Die Linke debattiert über Gehaltsdeckel für Abgeordnete vor Parteitag in Potsdam
Maximilian KrauseDie Linke debattiert über Gehaltsdeckel für Abgeordnete vor Parteitag in Potsdam
Die Linke in Deutschland diskutiert derzeit einen Vorschlag, die Bezüge von Abgeordneten zu deckeln. Dieses Thema wird voraussichtlich die Debatten auf dem anstehenden Parteitag in Potsdam dominieren und könnte andere Tagesordnungspunkte in den Hintergrund drängen.
Die Parteivorsitzenden Ines Schwerdtner und Jan van Aken setzen sich dafür ein, ihre selbst auferlegte Gehaltsgrenze für alle Abgeordneten verbindlich festzulegen. Ziel ist es, die Verpflichtung der Partei gegenüber Arbeiterklassen-Werten und moralischer Integrität zu unterstreichen. Die Diskussion erinnert an die historischen Wurzeln der Partei, darunter die strengen Gehaltsbegrenzungen für Abgeordnete der Italienischen Kommunistischen Partei in den 1970er-Jahren.
Gegner argumentieren, eine Gehaltsobergrenze könnte gut Verdienende davon abhalten, für ein Mandat zu kandidieren. Diese Sorge wird jedoch nicht weitläufig geteilt. Die meisten Abgeordneten der Partei verdienen derzeit netto weniger als 4.100 Euro nach Abzügen – ein Hinweis darauf, dass die Kluft zwischen Befürwortern und Kritikern geringer sein könnte als angenommen.
Die Partei des Demokratischen Sozialismus (PDS), die Vorgängerin der Linken, war bereits früh im Parlament vertreten und hatte keine finanziellen Schwierigkeiten. Viele ihrer Funktionäre waren es gewohnt, für politische Arbeit entlohnt zu werden, und strebten auch in ihrer Bezahlung nach Anerkennung.
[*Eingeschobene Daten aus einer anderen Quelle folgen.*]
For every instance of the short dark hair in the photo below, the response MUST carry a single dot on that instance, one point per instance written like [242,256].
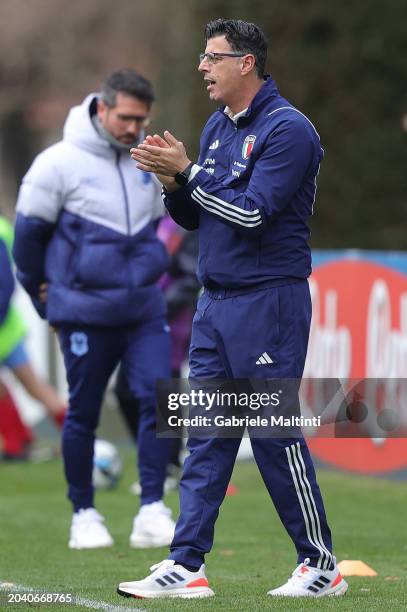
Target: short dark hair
[129,82]
[242,36]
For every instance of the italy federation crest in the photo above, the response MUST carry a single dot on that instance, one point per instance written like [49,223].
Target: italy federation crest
[79,344]
[248,146]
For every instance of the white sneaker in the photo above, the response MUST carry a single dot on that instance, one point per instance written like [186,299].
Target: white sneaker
[152,527]
[88,530]
[168,579]
[309,581]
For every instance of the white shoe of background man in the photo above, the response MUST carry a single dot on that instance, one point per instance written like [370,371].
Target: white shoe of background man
[307,581]
[88,530]
[152,527]
[169,580]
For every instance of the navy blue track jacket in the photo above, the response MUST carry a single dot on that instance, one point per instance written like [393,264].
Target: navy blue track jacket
[254,194]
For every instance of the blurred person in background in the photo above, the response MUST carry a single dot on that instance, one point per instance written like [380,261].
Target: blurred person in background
[17,437]
[181,287]
[87,253]
[251,194]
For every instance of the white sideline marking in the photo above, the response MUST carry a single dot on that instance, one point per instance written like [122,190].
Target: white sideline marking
[78,601]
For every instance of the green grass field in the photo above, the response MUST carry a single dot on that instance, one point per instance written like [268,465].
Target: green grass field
[251,554]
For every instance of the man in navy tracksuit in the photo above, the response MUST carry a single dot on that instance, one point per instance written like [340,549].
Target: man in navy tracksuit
[87,253]
[250,194]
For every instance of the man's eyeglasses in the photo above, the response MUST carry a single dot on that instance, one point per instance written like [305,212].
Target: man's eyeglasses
[213,58]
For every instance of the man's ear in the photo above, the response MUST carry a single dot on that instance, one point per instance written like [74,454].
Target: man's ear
[248,63]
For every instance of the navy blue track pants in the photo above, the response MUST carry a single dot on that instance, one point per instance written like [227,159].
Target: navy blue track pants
[91,354]
[230,332]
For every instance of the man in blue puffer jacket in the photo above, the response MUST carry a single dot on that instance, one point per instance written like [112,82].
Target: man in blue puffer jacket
[87,253]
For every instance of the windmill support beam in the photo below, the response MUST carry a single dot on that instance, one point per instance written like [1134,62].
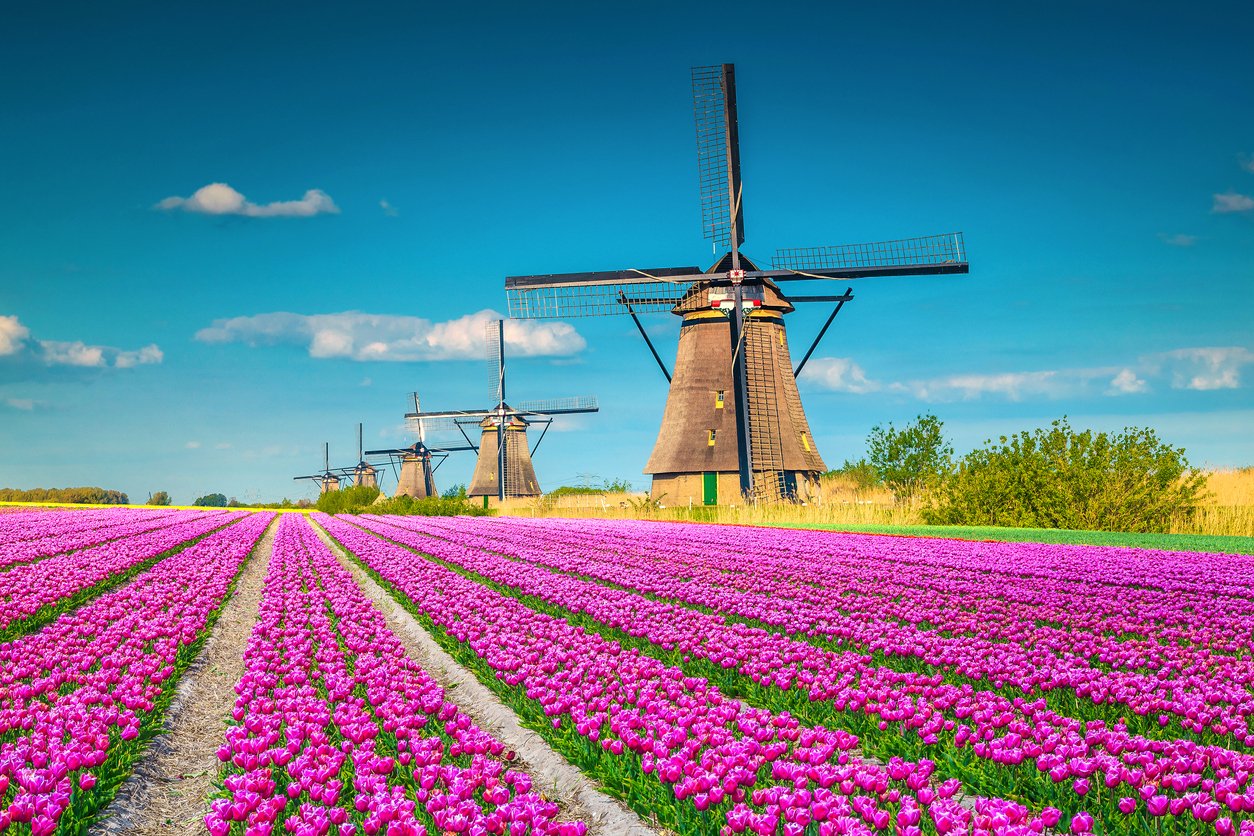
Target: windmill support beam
[547,425]
[840,302]
[740,394]
[622,297]
[473,445]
Der Vorschlag spiegelt die Tradition der Partei wider, sich an arbeiterfreundlichen Prinzipien zu orientieren. Wird er angenommen, würde die Obergrenze für alle Abgeordneten gelten und als Symbol für die Haltung der Partei zu Gerechtigkeit und Redlichkeit stehen. Die Entscheidung wird auf dem Potsdamer Parteitag mit Spannung erwartet.